HONG KONG.- White Cube presents two exhibitions by American artist and social activist Theaster Gates which will run concurrently at the White Cube Hong Kong and White Cube São Paulo galleries.

Gates' work, which attempts to catalyse social and economic change through direct artistic agency, bridges the gap between art and life. These exhibitions aim to connect two sites, two cities and two continents through a series of artworks that reflect on the poetics of repurposed and salvaged materials.

The work in both exhibitions, which includes installation, sculpture and two-dimensional objects, brings together artworks and materials gathered from Gates’ earlier project entitled 12 Ballads for Huguenot House, realised for dOCUMENTA (13) in Kassel, Germany in 2012. This project, which for Gates was a way to ‘conflate a German past with a black present’, involved the occupancy and restoration of an historic house in the centre of Kassel with materials that the artist had, in turn, stripped from a house located at 6901 South Dorchester Avenue, as part of the ongoing renovation of the neighbourhood in the South Side of Chicago where he lives and works. Elements such as the front door of 6901 South Dorchester Avenue as well as much of its 'guts' or interior were shipped to Germany. The result was a startling and poetic cross-fertilisation of materials and ideals, in effect linking the spirit of each building, both of which had been abandoned, albeit for different reasons – one due to war and religious persecution, the other due to urban blight. The two buildings were united through the idea of appropriating space and rescued from dereliction through a connected occupancy.
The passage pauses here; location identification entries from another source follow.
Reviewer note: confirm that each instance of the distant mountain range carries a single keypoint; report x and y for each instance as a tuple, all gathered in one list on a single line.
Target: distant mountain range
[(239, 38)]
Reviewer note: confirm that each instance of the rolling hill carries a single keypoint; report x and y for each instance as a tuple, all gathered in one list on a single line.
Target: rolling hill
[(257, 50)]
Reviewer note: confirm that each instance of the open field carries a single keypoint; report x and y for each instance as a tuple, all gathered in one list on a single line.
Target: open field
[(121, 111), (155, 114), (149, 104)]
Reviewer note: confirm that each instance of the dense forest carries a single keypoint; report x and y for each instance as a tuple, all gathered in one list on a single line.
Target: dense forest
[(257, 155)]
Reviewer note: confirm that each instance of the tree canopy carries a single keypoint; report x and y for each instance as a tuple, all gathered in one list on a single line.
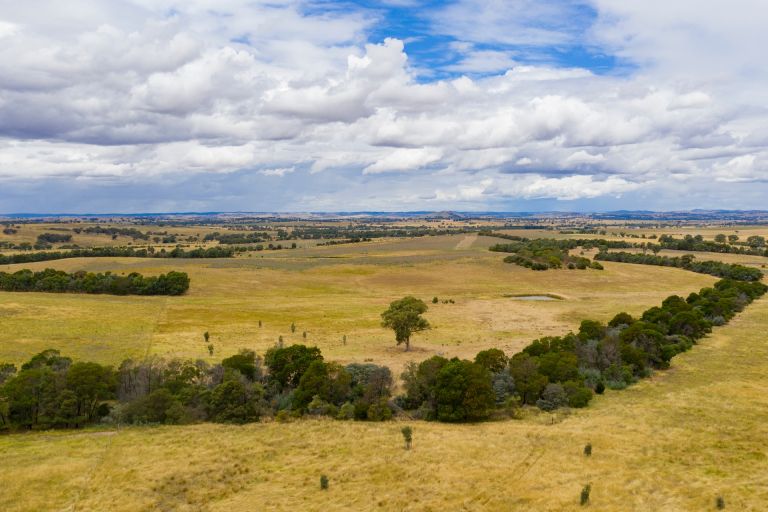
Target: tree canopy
[(404, 317)]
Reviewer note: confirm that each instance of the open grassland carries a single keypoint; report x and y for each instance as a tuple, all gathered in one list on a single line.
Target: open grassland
[(671, 443), (329, 292)]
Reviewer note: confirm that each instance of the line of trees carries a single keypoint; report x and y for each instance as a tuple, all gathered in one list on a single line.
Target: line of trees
[(544, 254), (113, 232), (52, 391), (687, 262), (111, 252), (58, 281), (755, 245)]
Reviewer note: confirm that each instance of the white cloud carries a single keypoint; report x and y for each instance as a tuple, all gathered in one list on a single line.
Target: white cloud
[(279, 172), (134, 90)]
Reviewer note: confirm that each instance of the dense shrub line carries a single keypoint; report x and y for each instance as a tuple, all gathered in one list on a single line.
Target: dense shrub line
[(755, 245), (58, 281), (113, 232), (106, 252), (51, 391), (687, 262)]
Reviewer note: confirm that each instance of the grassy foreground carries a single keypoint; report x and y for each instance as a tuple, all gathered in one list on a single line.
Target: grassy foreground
[(673, 442)]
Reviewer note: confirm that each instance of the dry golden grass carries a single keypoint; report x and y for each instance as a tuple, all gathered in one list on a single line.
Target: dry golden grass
[(330, 292), (671, 443)]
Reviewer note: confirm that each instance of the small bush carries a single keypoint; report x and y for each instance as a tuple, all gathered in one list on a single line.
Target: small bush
[(407, 436), (584, 499), (346, 412), (283, 416)]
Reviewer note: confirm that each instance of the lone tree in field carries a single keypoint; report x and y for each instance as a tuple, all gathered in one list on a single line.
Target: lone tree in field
[(404, 317)]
At the centre of both of these exhibitions are two migration rickshaws, custom-built trolley sculptures which include elements such as wooden blocks covered with wallpaper salvaged from the house, bed rolls and wooden planks. The sculptures were inspired by Gates' recent visit to Port au Prince in Haiti and Guadalajara, Mexico where the popular use of hand-built, rudimentary trolleys, fashioned out of old bits of wood and used car tyres to transport goods and belongings is strikingly noticeable. The trolleys, which function as metaphors of forced migration, also make reference to the Huguenots themselves, who were victims of religious persecution and were expelled from their homes having to bundle up their possessions and move on.
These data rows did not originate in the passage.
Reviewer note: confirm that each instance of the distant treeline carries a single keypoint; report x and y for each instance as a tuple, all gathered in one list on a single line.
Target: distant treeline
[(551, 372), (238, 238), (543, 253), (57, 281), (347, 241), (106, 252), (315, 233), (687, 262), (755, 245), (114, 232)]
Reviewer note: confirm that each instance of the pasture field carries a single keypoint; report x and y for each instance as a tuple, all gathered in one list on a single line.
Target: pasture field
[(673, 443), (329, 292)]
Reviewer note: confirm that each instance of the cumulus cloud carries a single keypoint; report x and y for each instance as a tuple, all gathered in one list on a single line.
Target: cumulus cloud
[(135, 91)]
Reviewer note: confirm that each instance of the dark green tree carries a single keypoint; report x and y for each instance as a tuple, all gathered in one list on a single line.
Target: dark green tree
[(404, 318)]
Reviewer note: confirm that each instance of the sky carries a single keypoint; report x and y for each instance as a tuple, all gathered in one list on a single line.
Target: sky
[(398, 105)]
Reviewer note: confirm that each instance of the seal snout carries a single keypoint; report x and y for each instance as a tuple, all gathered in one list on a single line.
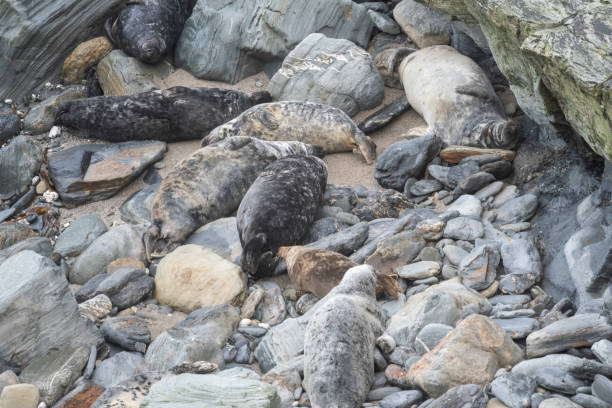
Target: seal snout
[(152, 50)]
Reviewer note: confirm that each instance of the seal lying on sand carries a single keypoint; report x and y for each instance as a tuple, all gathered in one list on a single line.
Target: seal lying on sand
[(319, 271), (209, 185), (149, 29), (307, 122), (454, 96), (340, 341), (173, 114), (279, 209)]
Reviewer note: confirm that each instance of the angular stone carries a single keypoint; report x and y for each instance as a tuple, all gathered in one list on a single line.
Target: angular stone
[(19, 162), (478, 348), (120, 74), (19, 396), (200, 337), (577, 331), (324, 70), (405, 159), (129, 332), (384, 23), (419, 270), (270, 31), (444, 303), (79, 235), (464, 228), (191, 277), (55, 373), (95, 172), (192, 390), (137, 208), (467, 206), (120, 367), (220, 237), (37, 37), (123, 241), (522, 264), (426, 27), (85, 56), (514, 389), (471, 395), (33, 328)]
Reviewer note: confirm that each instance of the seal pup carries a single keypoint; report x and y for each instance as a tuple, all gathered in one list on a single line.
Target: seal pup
[(456, 99), (178, 113), (149, 29), (208, 185), (318, 271), (307, 122), (278, 210), (340, 340)]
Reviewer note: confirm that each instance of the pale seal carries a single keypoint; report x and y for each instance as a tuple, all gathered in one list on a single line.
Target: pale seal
[(307, 122), (456, 99), (278, 210)]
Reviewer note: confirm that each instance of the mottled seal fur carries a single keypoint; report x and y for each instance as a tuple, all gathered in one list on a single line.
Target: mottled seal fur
[(318, 271), (149, 29), (308, 122), (278, 210), (209, 185), (178, 113), (340, 341), (454, 96)]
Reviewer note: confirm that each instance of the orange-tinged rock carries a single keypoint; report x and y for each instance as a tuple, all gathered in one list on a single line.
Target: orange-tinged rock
[(85, 56), (470, 354)]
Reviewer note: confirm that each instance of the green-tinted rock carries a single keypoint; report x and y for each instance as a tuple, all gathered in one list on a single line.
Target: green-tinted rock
[(210, 391), (556, 56)]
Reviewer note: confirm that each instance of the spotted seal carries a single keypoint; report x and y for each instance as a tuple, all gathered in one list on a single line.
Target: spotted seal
[(307, 122), (178, 113), (149, 29), (208, 185), (456, 99), (278, 210), (318, 271)]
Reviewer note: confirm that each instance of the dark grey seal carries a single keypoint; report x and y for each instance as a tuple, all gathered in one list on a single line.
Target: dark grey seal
[(278, 210), (173, 114), (149, 29), (209, 185)]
In both the tar pictures and shoe shine sculptures, Gates again references aspects of labour, class division and race. Constructed out of recycled wood, these enlarged, throne-like shoe shine stands appear as both scaffold and monument and make clear and emphatic the role of server and served. Other works continue Gates’ investigation into political themes including new 'strata' pieces, featuring decommissioned fire hoses stacked in rough, wooden box frames. While colourful and abstract, these works remind us of both the ongoing struggle for civil rights in America as well as the specific episode of the hosing of peaceful demonstrators in Birmingham, Alabama in 1963. Other elements, such as a chalkboard, globe and chairs recovered from the derelict Crispus Attucks Elementary school in Chicago, reflect visible traces of past histories and act as stand-ins for other stories and communities that have now disappeared.

As curator Michael Darling has noted, Gates is one of the few contemporary artists whose works moves beyond detached commentary and into the realm of action. He writes: ‘Social, cultural, economic, artistic, urbanistic, and perhaps even spiritual, the expansive and difficult-to-define practice Gates has developed over the past several years has found unique form and has come to masterful fruition.’